Steve Filton - SVP & CFO
No. I mean, other than a few of the things that we have discussed, I mean, I think there will be a little bit of a benefit from the flu in the first quarter. And then obviously these reimbursement cuts, as well as the Temecula opening that we talked about, are skewed towards the latter half of the year.
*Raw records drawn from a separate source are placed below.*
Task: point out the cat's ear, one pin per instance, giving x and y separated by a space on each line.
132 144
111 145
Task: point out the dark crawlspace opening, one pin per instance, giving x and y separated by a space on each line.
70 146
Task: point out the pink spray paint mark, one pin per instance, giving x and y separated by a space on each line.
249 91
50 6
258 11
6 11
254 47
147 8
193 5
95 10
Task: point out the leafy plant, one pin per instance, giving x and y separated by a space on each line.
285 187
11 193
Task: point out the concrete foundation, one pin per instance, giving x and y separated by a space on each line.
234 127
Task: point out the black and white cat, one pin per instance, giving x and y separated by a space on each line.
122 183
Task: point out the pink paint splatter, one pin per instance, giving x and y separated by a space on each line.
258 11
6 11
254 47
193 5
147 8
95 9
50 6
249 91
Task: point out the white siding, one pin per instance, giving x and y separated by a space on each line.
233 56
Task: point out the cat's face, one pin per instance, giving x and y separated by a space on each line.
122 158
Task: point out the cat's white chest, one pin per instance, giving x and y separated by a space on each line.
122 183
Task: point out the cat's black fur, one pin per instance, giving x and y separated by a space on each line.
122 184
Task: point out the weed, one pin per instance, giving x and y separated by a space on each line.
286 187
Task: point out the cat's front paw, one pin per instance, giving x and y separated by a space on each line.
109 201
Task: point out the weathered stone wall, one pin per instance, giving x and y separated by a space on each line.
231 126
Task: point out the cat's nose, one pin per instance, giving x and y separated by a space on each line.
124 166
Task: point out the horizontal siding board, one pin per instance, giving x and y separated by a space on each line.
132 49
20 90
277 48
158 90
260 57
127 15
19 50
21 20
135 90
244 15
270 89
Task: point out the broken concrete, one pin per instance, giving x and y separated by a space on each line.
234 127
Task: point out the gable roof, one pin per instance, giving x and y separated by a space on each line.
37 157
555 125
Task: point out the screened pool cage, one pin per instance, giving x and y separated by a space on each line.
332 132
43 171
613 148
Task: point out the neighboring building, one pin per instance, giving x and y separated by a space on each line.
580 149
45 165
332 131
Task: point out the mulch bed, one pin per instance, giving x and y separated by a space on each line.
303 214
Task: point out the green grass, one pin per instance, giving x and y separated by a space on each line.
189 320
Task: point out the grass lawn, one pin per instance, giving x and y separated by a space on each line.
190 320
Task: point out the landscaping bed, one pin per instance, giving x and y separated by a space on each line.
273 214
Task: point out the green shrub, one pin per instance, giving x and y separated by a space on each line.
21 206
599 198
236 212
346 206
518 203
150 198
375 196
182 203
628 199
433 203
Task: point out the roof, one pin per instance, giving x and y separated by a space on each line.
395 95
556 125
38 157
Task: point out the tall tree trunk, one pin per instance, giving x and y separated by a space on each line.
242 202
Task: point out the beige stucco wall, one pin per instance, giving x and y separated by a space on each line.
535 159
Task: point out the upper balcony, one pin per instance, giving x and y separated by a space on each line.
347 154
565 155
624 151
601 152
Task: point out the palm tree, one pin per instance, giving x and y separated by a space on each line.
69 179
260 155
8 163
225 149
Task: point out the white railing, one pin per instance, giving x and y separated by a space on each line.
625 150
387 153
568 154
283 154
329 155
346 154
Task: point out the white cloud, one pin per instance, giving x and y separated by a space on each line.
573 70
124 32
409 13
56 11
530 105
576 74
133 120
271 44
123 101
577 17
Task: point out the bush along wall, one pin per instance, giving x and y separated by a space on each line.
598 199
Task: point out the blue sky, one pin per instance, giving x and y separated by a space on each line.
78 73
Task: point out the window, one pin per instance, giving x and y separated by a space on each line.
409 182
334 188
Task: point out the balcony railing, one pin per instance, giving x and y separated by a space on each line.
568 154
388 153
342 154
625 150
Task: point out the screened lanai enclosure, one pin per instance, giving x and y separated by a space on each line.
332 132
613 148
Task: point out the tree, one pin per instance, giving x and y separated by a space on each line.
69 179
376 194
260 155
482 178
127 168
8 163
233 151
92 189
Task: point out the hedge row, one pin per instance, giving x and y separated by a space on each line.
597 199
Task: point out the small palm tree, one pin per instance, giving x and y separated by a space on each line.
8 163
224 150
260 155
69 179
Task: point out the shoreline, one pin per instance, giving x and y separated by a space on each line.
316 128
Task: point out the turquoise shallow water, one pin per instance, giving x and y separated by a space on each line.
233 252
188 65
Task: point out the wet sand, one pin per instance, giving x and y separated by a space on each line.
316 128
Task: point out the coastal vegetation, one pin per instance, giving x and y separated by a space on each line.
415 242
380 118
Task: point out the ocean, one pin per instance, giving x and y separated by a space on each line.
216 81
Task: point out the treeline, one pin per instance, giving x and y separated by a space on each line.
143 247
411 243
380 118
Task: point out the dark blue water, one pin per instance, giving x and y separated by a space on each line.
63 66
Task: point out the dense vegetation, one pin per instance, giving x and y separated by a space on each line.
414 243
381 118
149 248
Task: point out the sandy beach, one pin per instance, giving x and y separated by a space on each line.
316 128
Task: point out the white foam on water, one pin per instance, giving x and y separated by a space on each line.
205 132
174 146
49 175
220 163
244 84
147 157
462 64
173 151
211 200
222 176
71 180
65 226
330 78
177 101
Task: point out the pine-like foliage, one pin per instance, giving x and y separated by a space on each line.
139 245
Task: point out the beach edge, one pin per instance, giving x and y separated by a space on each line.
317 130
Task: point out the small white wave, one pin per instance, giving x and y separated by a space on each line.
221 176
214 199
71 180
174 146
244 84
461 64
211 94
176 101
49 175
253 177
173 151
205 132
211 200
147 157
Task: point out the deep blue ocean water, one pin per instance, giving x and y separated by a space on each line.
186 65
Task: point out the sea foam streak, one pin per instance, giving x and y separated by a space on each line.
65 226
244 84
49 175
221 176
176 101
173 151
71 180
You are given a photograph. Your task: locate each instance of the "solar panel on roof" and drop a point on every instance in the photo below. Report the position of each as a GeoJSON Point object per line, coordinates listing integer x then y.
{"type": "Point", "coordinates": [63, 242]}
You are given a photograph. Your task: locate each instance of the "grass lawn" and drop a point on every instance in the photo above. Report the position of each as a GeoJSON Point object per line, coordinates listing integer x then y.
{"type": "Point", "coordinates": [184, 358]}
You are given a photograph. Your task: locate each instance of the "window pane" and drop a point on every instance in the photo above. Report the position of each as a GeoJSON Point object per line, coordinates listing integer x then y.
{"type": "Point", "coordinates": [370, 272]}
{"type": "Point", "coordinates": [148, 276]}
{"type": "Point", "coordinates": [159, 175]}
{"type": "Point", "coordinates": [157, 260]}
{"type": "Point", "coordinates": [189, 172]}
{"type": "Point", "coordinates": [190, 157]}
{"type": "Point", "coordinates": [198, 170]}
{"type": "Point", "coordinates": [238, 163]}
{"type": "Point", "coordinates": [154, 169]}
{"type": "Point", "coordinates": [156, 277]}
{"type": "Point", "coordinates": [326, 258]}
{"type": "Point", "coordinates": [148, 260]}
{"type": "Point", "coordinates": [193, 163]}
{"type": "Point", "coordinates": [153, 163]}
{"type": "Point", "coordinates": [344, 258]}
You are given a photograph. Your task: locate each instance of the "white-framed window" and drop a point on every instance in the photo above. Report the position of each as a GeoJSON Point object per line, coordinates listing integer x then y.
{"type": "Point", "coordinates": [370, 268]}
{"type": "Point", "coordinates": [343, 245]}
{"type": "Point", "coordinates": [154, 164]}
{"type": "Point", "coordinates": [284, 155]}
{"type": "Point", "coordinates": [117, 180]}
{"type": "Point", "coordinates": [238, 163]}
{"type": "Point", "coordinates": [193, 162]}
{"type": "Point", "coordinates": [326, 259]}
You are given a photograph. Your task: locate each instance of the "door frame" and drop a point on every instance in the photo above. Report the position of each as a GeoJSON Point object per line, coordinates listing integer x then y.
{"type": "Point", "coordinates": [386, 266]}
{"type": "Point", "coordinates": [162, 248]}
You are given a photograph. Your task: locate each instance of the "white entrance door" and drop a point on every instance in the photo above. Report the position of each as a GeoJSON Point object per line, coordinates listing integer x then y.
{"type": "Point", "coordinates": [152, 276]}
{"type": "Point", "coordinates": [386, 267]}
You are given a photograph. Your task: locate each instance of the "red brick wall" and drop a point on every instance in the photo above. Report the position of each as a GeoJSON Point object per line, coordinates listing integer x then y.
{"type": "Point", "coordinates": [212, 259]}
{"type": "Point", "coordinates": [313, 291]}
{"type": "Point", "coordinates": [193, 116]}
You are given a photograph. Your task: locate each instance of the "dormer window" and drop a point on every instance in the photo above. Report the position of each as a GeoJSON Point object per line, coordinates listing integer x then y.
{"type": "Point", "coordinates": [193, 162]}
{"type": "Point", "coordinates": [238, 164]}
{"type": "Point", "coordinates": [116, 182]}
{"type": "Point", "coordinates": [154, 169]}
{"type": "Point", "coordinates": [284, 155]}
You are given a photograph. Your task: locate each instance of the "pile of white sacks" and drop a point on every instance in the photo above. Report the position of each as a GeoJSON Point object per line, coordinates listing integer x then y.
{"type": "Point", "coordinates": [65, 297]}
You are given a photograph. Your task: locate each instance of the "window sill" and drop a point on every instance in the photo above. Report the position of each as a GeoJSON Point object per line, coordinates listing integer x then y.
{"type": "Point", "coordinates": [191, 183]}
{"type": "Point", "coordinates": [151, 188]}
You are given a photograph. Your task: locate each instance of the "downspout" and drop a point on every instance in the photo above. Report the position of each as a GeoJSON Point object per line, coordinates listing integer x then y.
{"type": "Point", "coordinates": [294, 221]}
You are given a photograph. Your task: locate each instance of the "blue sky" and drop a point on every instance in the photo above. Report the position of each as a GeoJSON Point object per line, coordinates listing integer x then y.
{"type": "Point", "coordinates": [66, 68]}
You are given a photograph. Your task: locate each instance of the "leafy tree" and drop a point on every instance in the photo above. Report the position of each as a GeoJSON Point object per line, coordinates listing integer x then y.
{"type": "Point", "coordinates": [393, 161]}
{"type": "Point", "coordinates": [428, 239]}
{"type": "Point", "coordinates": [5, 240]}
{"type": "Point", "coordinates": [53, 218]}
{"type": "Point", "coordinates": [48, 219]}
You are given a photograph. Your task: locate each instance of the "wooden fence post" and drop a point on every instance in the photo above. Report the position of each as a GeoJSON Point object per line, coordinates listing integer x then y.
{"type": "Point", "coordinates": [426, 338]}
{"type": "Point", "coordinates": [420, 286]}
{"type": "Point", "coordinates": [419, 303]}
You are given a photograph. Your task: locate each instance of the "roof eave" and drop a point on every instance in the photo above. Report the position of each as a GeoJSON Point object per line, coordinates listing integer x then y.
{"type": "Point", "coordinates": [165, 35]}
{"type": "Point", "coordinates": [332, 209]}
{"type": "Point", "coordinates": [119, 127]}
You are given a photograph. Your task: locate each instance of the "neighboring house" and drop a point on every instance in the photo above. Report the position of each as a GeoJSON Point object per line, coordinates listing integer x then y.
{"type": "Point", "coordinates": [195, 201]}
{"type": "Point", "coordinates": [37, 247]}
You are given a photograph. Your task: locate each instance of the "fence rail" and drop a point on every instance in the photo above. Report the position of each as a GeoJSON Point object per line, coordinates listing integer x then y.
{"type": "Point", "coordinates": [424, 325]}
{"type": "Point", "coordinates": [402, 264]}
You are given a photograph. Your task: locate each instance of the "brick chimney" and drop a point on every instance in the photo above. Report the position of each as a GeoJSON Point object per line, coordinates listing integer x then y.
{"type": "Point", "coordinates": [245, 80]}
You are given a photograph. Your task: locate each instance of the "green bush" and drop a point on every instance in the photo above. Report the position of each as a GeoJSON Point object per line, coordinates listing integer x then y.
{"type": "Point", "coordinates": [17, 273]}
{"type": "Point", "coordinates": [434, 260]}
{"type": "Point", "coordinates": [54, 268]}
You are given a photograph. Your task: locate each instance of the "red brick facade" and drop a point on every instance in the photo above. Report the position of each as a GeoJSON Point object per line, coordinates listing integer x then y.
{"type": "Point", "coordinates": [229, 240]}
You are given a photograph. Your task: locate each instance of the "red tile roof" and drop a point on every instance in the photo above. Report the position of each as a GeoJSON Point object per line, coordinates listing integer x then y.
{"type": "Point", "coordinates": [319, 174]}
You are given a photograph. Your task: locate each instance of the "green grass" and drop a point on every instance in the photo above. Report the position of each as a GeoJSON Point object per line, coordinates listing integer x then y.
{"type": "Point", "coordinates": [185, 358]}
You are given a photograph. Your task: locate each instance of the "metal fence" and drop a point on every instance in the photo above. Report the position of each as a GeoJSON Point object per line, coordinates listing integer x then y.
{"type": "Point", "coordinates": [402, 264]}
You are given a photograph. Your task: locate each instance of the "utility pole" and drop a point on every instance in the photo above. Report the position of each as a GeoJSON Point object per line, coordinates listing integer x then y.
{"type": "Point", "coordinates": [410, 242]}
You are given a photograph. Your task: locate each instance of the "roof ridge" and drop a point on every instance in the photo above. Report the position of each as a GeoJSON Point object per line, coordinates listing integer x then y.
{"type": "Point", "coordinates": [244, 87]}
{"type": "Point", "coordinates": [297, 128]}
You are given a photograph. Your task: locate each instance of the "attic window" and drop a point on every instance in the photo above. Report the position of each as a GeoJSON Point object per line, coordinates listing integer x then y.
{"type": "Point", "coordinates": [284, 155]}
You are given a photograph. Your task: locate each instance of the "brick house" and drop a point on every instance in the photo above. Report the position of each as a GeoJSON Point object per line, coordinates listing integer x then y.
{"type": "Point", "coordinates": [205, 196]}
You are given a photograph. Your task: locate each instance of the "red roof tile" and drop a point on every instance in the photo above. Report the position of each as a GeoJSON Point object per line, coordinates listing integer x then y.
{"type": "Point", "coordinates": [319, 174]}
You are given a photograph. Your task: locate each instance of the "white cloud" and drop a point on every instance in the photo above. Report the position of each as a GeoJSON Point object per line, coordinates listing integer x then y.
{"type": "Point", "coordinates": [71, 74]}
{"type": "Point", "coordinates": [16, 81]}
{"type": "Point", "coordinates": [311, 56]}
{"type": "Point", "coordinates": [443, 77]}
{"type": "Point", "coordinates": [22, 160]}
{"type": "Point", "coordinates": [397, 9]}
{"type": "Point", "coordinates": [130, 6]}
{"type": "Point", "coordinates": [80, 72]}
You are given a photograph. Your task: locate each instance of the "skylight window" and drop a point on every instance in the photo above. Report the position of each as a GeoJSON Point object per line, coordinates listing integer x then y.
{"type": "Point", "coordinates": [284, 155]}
Sequestration is effective beginning in April and then you've got all those cuts over the balance of the year. And then you've got the disproportionate share coding cuts in the fourth quarter, and then the Temecula drag in the third and fourth quarter.
Whit Mayo - Analyst
Okay. That's helpful. Thanks a lot.
Operator
(Operator Instructions) Glen Losev, WallachBeth.
Glen Losev - Analyst
Yes. Hi. Steve, can you comment on surgical volumes in 4Q relative to the first nine months of the year and what your expectations are for, let's say, 2013?
Steve Filton - SVP & CFO
Yes, surgical volumes, Glen, picked up a little bit in Q4. Inpatient volumes were sort of flattish, which is frankly the best they've been in a number of quarters. And outpatient was down a little bit, but that was also the best we've seen probably at least since the first quarter of the year. So, much like the other metrics that I talked about in terms of overall volumes and payer mix, surgical volumes showed a bit of an improvement in Q4 as well.
Glen Losev - Analyst
And was the acuity of the surgeries, was it higher than you've seen recently or it was a lower acuity surgeries?
Steve Filton - SVP & CFO
Well, definitely our Medicare CMI was higher in Q4.
Glen Losev - Analyst
And one last question. Can you give us any color on what you guys see in your Las Vegas and Texas markets?
Steve Filton - SVP & CFO
Did you say in Las Vegas and Texas or--?
Glen Losev - Analyst
Yes.
Steve Filton - SVP & CFO
Yes. No, again, as I mentioned to a few different people, in general, the trends that I've articulated a few times -- slightly better volumes, slightly better surgical volumes, a little bit better payer mix in the Acute division in Q4 -- were generally present throughout the portfolio, not necessarily terribly better or worse in any markets, including Las Vegas and South Texas.
Glen Losev - Analyst
All right. Thank you.
Operator
There are no further questions at this time.
Steve Filton - SVP & CFO
Okay. Well, we thank everybody and look forward to speaking to everybody in a couple months after the first quarter. Thank you.
Operator
Ladies and gentlemen, this does conclude today's conference call. Thank you for participating. At this time, you may now disconnect.